In the last years the time of easy performance gaining is ended due to a physical constraint called Power Wall. In this scenario, the large diffusion of shared-memory multi-core machines offers a new opportunities to face the increasing demand for improved performance. Anyhow, common lock-based synchronization techniques could be deleterious for performances and frustrate the presence of the increasing number of cores.
In order to optimize parallel execution, the non-blocking synchronization paradigm, based on the exploitation of Read-Modify-write (RMW) instructions, was born. This new technique requires a deep knowledge of the underlying hardware capabilities and on the assumptions that can be made on it.

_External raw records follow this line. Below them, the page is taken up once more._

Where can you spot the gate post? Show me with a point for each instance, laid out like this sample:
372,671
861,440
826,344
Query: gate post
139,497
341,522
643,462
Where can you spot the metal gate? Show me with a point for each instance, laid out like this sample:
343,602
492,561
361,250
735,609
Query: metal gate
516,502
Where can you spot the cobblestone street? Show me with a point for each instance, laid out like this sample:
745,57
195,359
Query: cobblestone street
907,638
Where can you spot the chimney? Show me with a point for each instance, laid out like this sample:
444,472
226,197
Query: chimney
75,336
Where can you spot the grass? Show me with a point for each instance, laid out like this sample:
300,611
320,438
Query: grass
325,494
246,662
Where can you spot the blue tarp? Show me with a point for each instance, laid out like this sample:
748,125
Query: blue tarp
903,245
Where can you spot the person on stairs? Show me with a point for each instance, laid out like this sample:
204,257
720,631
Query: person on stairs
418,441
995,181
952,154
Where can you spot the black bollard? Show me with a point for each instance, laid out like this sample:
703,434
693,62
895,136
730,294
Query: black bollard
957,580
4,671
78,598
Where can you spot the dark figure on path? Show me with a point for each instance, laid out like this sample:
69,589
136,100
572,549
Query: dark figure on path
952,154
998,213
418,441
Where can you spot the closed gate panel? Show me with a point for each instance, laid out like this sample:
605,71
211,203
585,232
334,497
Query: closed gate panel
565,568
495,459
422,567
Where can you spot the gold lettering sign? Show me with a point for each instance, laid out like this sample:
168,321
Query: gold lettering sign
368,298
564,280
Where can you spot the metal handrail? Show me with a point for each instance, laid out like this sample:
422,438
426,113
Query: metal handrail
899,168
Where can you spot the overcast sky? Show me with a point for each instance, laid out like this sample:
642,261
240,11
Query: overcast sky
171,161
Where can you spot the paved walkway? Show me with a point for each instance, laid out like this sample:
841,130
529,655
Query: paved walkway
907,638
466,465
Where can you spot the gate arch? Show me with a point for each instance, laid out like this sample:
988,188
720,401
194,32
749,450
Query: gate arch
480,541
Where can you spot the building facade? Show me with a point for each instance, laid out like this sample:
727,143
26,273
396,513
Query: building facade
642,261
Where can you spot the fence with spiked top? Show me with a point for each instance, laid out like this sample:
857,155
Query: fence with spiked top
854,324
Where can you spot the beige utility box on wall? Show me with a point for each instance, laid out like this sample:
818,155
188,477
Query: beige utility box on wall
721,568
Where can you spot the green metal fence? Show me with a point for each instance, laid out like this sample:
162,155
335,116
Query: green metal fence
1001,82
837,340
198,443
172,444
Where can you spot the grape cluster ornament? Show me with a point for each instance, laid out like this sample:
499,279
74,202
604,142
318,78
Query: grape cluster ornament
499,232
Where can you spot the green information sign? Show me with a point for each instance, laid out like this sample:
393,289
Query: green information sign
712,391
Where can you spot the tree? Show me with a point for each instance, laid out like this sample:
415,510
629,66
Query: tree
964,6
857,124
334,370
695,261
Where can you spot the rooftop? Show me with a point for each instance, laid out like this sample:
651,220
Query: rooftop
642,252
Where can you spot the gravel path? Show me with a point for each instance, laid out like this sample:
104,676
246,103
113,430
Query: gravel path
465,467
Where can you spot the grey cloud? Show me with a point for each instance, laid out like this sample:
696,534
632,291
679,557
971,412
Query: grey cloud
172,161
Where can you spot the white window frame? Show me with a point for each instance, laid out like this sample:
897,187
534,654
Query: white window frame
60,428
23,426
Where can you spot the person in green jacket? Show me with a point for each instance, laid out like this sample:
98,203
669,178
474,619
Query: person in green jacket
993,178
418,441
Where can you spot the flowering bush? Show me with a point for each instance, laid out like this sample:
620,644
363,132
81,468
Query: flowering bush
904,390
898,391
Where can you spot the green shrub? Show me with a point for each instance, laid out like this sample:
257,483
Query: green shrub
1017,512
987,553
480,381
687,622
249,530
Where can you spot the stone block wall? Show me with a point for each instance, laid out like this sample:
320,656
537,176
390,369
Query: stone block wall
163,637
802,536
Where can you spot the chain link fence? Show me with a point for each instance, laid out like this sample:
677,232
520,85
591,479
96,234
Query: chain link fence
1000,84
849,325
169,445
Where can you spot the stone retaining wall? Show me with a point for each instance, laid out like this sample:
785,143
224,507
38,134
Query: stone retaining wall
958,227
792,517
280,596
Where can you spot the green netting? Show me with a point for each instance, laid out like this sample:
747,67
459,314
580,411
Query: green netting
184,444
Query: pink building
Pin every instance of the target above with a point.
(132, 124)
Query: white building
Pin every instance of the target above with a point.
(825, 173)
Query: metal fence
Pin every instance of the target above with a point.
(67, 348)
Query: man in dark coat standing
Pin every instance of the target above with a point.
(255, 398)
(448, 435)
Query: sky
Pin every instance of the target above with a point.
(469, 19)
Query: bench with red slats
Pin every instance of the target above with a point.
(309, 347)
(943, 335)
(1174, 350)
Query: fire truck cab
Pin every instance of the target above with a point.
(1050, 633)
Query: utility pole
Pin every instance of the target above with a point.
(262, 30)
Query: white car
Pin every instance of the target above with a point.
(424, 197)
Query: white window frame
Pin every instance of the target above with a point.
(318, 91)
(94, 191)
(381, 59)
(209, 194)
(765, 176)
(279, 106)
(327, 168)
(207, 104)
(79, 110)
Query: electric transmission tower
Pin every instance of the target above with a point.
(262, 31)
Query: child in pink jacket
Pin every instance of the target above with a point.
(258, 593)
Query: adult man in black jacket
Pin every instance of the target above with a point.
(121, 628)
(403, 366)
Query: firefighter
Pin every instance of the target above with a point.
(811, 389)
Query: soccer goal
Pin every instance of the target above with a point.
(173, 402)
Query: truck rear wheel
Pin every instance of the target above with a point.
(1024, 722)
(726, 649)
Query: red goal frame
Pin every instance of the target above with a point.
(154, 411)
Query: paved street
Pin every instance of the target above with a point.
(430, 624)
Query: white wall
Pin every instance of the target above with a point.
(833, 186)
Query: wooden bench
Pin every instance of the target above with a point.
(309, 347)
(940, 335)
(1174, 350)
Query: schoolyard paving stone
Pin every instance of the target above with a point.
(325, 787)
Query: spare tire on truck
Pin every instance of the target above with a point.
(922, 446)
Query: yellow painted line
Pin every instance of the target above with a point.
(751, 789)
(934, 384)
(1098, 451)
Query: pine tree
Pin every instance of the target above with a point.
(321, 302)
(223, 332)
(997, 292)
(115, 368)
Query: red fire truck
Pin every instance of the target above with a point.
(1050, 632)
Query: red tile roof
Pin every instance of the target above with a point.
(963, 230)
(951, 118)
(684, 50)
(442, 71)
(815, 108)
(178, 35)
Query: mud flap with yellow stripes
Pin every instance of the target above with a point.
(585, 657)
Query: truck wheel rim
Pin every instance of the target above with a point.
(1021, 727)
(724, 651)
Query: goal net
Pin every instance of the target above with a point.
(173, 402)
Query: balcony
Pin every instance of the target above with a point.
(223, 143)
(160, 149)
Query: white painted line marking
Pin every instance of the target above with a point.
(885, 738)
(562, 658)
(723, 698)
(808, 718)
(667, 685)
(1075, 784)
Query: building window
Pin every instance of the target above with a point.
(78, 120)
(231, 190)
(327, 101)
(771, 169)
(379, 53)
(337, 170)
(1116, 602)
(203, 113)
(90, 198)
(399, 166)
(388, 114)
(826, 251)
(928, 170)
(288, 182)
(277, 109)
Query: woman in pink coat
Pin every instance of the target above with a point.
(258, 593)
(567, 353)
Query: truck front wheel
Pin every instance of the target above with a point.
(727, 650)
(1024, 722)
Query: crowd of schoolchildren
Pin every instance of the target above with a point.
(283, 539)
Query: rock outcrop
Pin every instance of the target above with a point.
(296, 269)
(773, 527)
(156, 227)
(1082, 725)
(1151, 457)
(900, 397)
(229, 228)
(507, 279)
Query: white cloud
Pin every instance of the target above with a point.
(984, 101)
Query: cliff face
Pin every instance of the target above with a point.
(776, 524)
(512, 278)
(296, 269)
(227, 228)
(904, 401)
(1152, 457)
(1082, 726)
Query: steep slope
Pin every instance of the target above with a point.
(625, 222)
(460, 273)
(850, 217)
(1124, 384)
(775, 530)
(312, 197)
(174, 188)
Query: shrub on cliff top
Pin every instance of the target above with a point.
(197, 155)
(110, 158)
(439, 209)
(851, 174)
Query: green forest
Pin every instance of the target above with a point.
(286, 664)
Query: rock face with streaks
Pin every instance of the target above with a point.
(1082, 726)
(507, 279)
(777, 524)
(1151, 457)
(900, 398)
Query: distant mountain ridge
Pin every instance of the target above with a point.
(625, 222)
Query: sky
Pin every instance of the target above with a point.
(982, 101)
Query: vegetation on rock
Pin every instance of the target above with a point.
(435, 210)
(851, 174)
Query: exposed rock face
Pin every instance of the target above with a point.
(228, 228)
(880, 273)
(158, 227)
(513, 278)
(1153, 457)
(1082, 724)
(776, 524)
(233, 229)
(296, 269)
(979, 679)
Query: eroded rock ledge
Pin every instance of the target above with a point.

On the other hand, the memory allocation problem is still relevant to support fast execution of both system and user applications.
An efficient allocator is required to avoid memory requests to become a bottleneck in high-performance scenarios characterized by large amount of processes. Moreover, requests could be very different depending on the target application; a good memory allocator has to works well in as many as possible scenarios.
In this work I present the design and the implementation of a lock-free buddy system memory allocator based on a binary tree structure. The proposed algorithm offers great performances in highly parallel machines and it is very memory efficient, producing low data overhead to work.
The results obtained in the experiments confirm the actual scalability of this proposal and the effectiveness of the lock-free synchronization.